Susan highlighted the strange numerical e-mail address, 0-684-84328-5@gmail.com, clicked Copy, pasted it into a Google search box, and hit Return. There were three matches — all referring back to the mystery person’s postings on BedbugDemolition.com. Dead end. Susan felt a new itch at the small of her back and raked her nails at the spot.
This time she copied not the whole address, but just the numbers—0-684-84328-5.
She pasted them into the search box. Maybe it was a tracking code, for a FedEx package. Maybe it was a serial number for something. Some pest-control product, probably. Viral marketing. Some crapola. Maybe it was the VIN number for a car.
She pressed Enter and stared at the screen, agape.
It wasn’t a tracking number. It was an ISBN code — a numerical code, assigned by a publisher to a book. As it turned out, 0-684-84328-5 was the ISBN for a book, published in 2002 by an author named Pullman Thibodaux, titled Cimex Lectularius: The Shadow Species.
Susan’s hands began to tremble and she looked around the room; suddenly, she felt as though she could see them everywhere, the bugs, could feel them crawling under her chair, hear them hissing and clicking in the cabinets.
The Shadow Species.
The swollen bite sat at the back of her tongue, throbbing like a torturer’s mark.
22
According to the degrees covering one wall of his examination room, Dr. Lucas H. Gerstein had obtained his undergraduate degree at Brown University, proceeded to medical school at Cornell, and then done his residency in New York, at Bellevue. Dr. Gerstein was a licensed allergist and a member of the American Medical Association’s Steering Committee on Pollutants and Allergens. He had a receding hairline, a large forehead lined with deep grooves, and mild grey eyes, which he now ran carefully over Susan’s body.

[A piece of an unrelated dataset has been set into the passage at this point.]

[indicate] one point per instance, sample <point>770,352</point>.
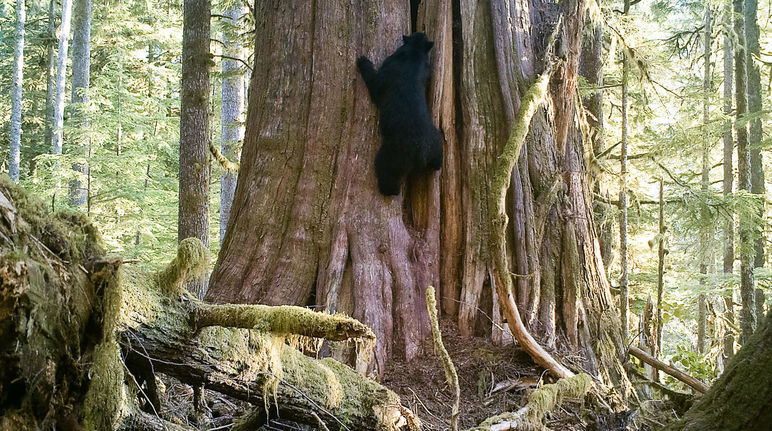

They had chatted for a while first, and he had jotted down her answers in a thin notebook: The bugs had first appeared three weeks ago, she’d reported; yes, she’d seen the bugs — well, only one, actually, and only briefly.
“Hmm.” Dr. Gerstein smiled blandly as his hands passed industriously over her body. “If you could lift your hands for me. Thanks.”
Susan shivered in her paper gown. Her skin was rough and dried out as an old piece of canvas, worn and abraded. There was her wrist, of course, where the original scar, dug up and healed a million times over, was now a crosshatch of suppurated tissue. There was the spot on her left shoulder, similarly dug up, currently red rimmed and lightly oozing with pus.
Dr. Gerstein ran his gloved fingers over these marks and found more: a cluster of bites below her breasts, three or four along her right thigh, scattered bites dotting her arms. Some of the bites were small, barely visible, while others were opened and bleeding like stigmata. Some were sharp, thin, and angled, like paper cuts, others were gaping, obscene, like gashes or bullet wounds.
“Does that hurt?” the doctor asked, probing at a bite on the small of her back. His voice was thin and nasal, fussy.
“Yeah,” she said, wincing. “It does.” Susan’s lips were dry and desiccated, and the skin of her knuckles was rough as sandpaper. When she flexed her fingers, small cracks opened up and bled fresh.
Alex sat in a hard plastic chair in the examination room, leaning forward with a worried expression. When she was pregnant, he had come to the ultrasounds, strained to hear the heartbeat, sitting awkwardly in the small examination rooms with his coat in his lap. Susan tilted her head back and exhaled. On the opposite wall was a picture of Dr. Gerstein and his homely, horse-toothed wife. As his fingertips danced over her abraded skin, they exacerbated the itch at every spot they touched.
“All right.” He was pulling off the gloves. “Are there any marks I have not seen?”
“On my scalp.” She pushed aside her hair, and the doctor stood up on his toes to peer at the top of her skull.